Ces paroles ramènent soudain en moi un calme ferrugineux. Me voici en une seconde aussi benoît que les sardines douillettement vautrées dans leur huile d’olive. Je m’installe à la table voisine et j’y dépose mes prises, à gestes mesurés (au millimètre près). Le bruit de mastication du couple ressemble aux ébats d’un hippopotame dans un marécage.

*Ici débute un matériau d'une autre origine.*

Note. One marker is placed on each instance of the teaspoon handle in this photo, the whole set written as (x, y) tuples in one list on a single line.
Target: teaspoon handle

Je commence par explorer le portefeuille de l’Américain. Il contient des cartes de crédit, quelques photos représentant une jeune femme blonde et deux enfants blonds. Bien que la pochette de cuir soit vidée, elle reste rigide, comme si elle contenait une armature en métal léger. Je palpe minutieusement le box, examine les menues coutures, puis, l’instinct me poussant, je chope mon canif, dont la lame est mieux aiguisée que celle d’un rasoir de figaro espagnol, pour inciser le portefeuille. Ayant pratiqué cette laparotomie, je coule l’extrémité investigatrice de mes doigts par l’ouverture. Je ramène un rectangle de plastique, très léger, très brillant, portant des lettres et des chiffres en relief. C’est plus grand qu’une brème de crédit, plus éloquent aussi.